Copyright ©The Author(s) 2016. Published by Baishideng Publishing Group Inc. All rights reserved.
World J Gastroenterol. Jan 7, 2016; 22(1): 379-393
Published online Jan 7, 2016. doi: 10.3748/wjg.v22.i1.379
Proteoglycans in liver cancer
Kornélia Baghy, Péter Tátrai, Eszter Regős, Ilona Kovalszky
Kornélia Baghy, Péter Tátrai, Eszter Regős, Ilona Kovalszky, First Department of Pathology and Experimental Cancer Research, Semmelweis University, H1085 Budapest, Hungary
Author contributions: Baghy K, Tátrai P, Regős E and Kovalszky I contributed equally to the research work, survey of literature, and design and writing of the manuscript.
Supported by Hungarian Research Fund (OTKA) (No. 100904 to Kovalszky I; and No. 105763 to Baghy K).
Conflict-of-interest statement: The authors declare that there are no conflicts of interest.
Open-Access: This article is an open-access article which was selected by an in-house editor and fully peer-reviewed by external reviewers. It is distributed in accordance with the Creative Commons Attribution Non Commercial (CC BY-NC 4.0) license, which permits others to distribute, remix, adapt, build upon this work non-commercially, and license their derivative works on different terms, provided the original work is properly cited and the use is non-commercial. See:
Correspondence to: Ilona Kovalszky, MD, PhD, DSc, First Department of Pathology and Experimental Cancer Research, Semmelweis University, 26 Üllői Street, H1085 Budapest, Hungary.
Telephone: +36-1-4591500 Fax: +36-1-3171074
Received: May 27, 2015
Peer-review started: May 31, 2015
First decision: July 14, 2015
Revised: September 14, 2015
Accepted: November 9, 2015
Article in press: November 9, 2015
Published online: January 7, 2016

Proteoglycans are a group of molecules that contain at least one glycosaminoglycan chain, such as a heparan, dermatan, chondroitin, or keratan sulfate, covalently attached to the protein core. These molecules are categorized based on their structure, localization, and function, and can be found in the extracellular matrix, on the cell surface, and in the cytoplasm. Cell-surface heparan sulfate proteoglycans, such as syndecans, are the primary type present in healthy liver tissue. However, deterioration of the liver results in overproduction of other proteoglycan types. The purpose of this article is to provide a current summary of the most relevant data implicating proteoglycans in the development and progression of human and experimental liver cancer. A review of our work and other studies in the literature indicate that deterioration of liver function is accompanied by an increase in the amount of chondroitin sulfate proteoglycans. The alteration of proteoglycan composition interferes with the physiologic function of the liver on several levels. This article details and discusses the roles of syndecan-1, glypicans, agrin, perlecan, collagen XVIII/endostatin, endocan, serglycin, decorin, biglycan, asporin, fibromodulin, lumican, and versican in liver function. Specifically, glypicans, agrin, and versican play significant roles in the development of liver cancer. Conversely, the presence of decorin could potentially provide protective effects.
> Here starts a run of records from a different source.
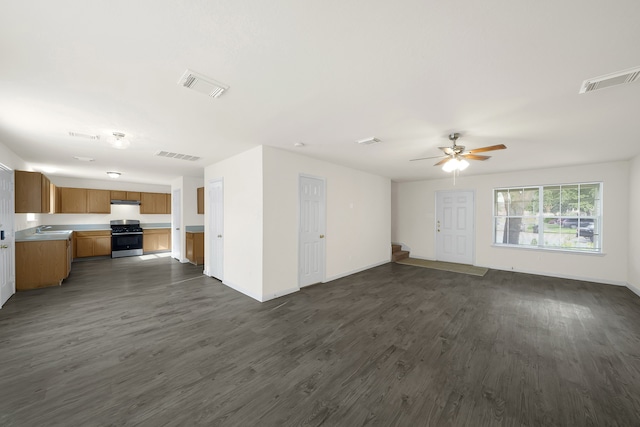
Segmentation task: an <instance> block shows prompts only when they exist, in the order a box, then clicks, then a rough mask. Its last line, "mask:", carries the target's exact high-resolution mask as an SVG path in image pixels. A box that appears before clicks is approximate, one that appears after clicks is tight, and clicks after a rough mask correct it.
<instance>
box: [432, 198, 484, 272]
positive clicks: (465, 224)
mask: <svg viewBox="0 0 640 427" xmlns="http://www.w3.org/2000/svg"><path fill="white" fill-rule="evenodd" d="M473 223H474V197H473V191H439V192H437V193H436V258H437V260H438V261H445V262H457V263H460V264H473V249H474V247H475V244H474V241H475V233H474V229H473Z"/></svg>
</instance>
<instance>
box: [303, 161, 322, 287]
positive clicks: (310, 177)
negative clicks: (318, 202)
mask: <svg viewBox="0 0 640 427" xmlns="http://www.w3.org/2000/svg"><path fill="white" fill-rule="evenodd" d="M302 178H310V179H317V180H319V181H322V186H323V188H324V192H323V195H322V205H323V208H324V215H323V218H322V219H323V221H322V229H323V230H324V234H325V238H324V239H323V240H324V242H323V243H322V248H321V251H322V266H321V268H320V271H321V278H320V282H317V283H324V282H325V280H326V279H327V238H326V235H327V178H325V177H322V176H316V175H310V174H305V173H300V174H298V217H297V223H296V225H297V227H298V263H297V268H298V288H304V287H306V286H311V285H312V284H313V283H311V284H308V285H302V264H301V263H302V233H301V232H300V220H301V219H302V198H301V197H300V188H301V183H302Z"/></svg>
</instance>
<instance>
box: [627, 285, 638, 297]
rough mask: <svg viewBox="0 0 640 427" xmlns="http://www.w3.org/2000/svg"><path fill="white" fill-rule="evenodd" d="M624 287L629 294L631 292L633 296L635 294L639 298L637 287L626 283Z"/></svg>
mask: <svg viewBox="0 0 640 427" xmlns="http://www.w3.org/2000/svg"><path fill="white" fill-rule="evenodd" d="M626 286H627V288H628V289H629V290H630V291H631V292H633V293H634V294H636V295H638V296H639V297H640V288H639V287H637V286H635V285H632V284H631V283H628V282H627V284H626Z"/></svg>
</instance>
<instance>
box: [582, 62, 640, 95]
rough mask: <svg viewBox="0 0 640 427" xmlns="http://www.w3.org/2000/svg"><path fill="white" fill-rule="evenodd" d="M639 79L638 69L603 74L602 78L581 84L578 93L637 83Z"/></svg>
mask: <svg viewBox="0 0 640 427" xmlns="http://www.w3.org/2000/svg"><path fill="white" fill-rule="evenodd" d="M639 77H640V67H636V68H629V69H628V70H623V71H618V72H616V73H611V74H605V75H604V76H599V77H594V78H592V79H588V80H585V81H584V82H582V86H581V87H580V92H579V93H587V92H593V91H594V90H598V89H604V88H607V87H612V86H618V85H622V84H627V83H633V82H635V81H638V78H639Z"/></svg>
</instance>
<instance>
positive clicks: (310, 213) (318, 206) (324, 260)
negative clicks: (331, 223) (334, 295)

Keywords: Cancer, Cell regulation, Heparan sulfate, Liver, Proteoglycans

Core tip: Proteoglycans are molecules that contain at least one glycosaminoglycan chain and are primarily found on the cell surface and in the extracellular matrix, where they serve as structural components. In addition, their glycosaminoglycan chains interact with numerous regulatory molecules, thus potentially influencing a myriad of cellular processes, including those linked with cancer development. For example, they can support or inhibit signaling of growth factors, cytokines, and hormones. This article reviews current data demonstrating the versatile role of proteoglycans in the development, maintenance, and progression of liver cancer.